In this case, Japan seems to be prosperous. In fact, it only takes more than a month to block its grain imports, and Japan's economy will collapse again. The social order will also be in chaos. Therefore, when later generations of Japanese reinterpreted the agricultural reform imposed by the Americans, it was generally believed that it was nothing more than the product of a combination of "the absolute authority of the occupation forces and the misunderstanding of the intellectual bureaucracy."
As an omission of the Time and Space Administration, travel through the rest of your life here. Of course I know about it. Since the Americans have this plan, they might as well contribute to it for the rest of their lives.
In 1947, when the Americans began to carry out agricultural land reform in Japan, it was at its highest. For the rest of his life, he quietly added a ship to carry grain from the United States to Japan. In addition, the amount of grain delivered to Japan was no longer controlled. At this time, the purpose of the rest of his life was no longer to starve the Japanese to death. Or hollow out the Japanese.
After more than a year of looting. Ye Wuguang has already taken a group of Manchu remnants and young people to loot the black market all over Japan. Nowadays, there are few treasures on these black markets. Even if someone wants to make a move. They will also contact the people who are stationed in these black markets directly. As long as the thing is genuine, it will naturally get a more ideal price. It is far simpler and cost-saving than setting up a stall and being charged a booth fee.
The purpose of this time of his life is to occupy the Japanese grain market as much as possible. Even if you can't occupy it all, you have to occupy half of the country.
In today's Japan, there is only one person who has the protection and connivance of the Americans, abundant funds and a certain source of goods, and has the cooperation with the Japanese landlord. When a large amount of grain arrived in Japan for the rest of his life, it was natural that someone from the Osaka merchant group was in charge of sales.
The Osaka business group has been elite in Japan for hundreds of years, and its sales network and contacts are all over Japan. The distribution of food is not a problem at all. Although the Americans have carried out agricultural land reform in Japan, it will take two years for Japan's grain production to increase on a large scale. In Japan in 1947, grain was still a controlled commodity.
Therefore, there is no need to worry about the sale of food for the rest of your life. Through the black market, as long as the price is low enough, in a few days, the rest of your life can sell all the food that comes in a boatload. At this time, the second grain ship will arrive in Japan.
This kind of thing, whether it is the Americans or the Japanese, must turn a blind eye. After all, the Japanese government could not deliberately starve its own people to death, and the Americans only wanted to dismantle the original way of running Japan's agricultural economy.
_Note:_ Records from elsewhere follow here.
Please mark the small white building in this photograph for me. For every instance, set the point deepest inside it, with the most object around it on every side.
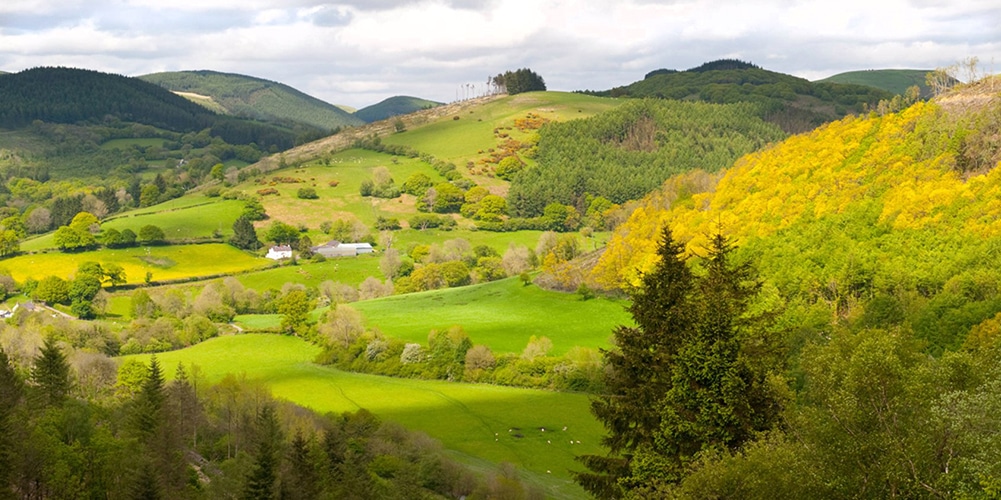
(337, 249)
(279, 252)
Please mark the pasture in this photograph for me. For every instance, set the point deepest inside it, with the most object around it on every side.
(477, 422)
(165, 262)
(348, 169)
(187, 217)
(501, 315)
(347, 270)
(452, 139)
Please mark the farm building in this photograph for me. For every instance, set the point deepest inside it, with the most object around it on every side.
(338, 249)
(279, 252)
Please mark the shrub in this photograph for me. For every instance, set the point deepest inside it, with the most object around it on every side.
(306, 194)
(412, 353)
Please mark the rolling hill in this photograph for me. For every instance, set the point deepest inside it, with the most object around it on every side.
(393, 106)
(254, 98)
(862, 216)
(892, 80)
(795, 104)
(75, 96)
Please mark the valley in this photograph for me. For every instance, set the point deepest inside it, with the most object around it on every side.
(836, 245)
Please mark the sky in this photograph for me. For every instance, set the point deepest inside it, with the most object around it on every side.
(358, 52)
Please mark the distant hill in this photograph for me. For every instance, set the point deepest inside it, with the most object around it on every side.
(73, 96)
(793, 103)
(255, 98)
(895, 81)
(393, 106)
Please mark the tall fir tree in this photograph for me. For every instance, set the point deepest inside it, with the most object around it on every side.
(682, 381)
(11, 397)
(262, 482)
(50, 375)
(147, 413)
(244, 235)
(639, 374)
(710, 404)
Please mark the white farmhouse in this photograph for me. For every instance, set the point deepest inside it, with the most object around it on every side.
(279, 252)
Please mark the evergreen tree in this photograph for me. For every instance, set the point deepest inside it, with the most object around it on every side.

As for whether Japan's food prices will fall rapidly, it is not within the scope of Americans' thinking. Moreover, in the eyes of Americans, the rest of his life can be regarded as half an American. Rather than giving the Japanese the ability to be self-sufficient, the Americans would rather see the Japanese grain market manipulated in the hands of American capital.
In this way, the lifeblood of the Japanese was in the hands of the Americans. As for whether this person is the rest of his life, it is not very important.
With this acquiescence, the number of grain ships soon changed from two to eight. Food prices in Japan are falling rapidly, and farmers in the United States, who are worried about food surplus, see the rest of their lives as a savior. Before you know it, you will quickly grasp half of the Japanese grain market for the rest of your life.
Moreover, in order to reduce competition, Yu Sheng and the Osaka business group discussed another idea. That is to guide these Japanese farmers, who already have land at hand, to grow cash crops instead of grain.
At the same time as the Osaka business group is expanding its grain sales network, it is also expanding the channels for purchasing various cash crops. While dumping grain at low prices, various cash crops are purchased at high prices. Whether it is tea or tobacco, as long as it is a cash crop, it will not be refused. Tongtong was acquired at a high price.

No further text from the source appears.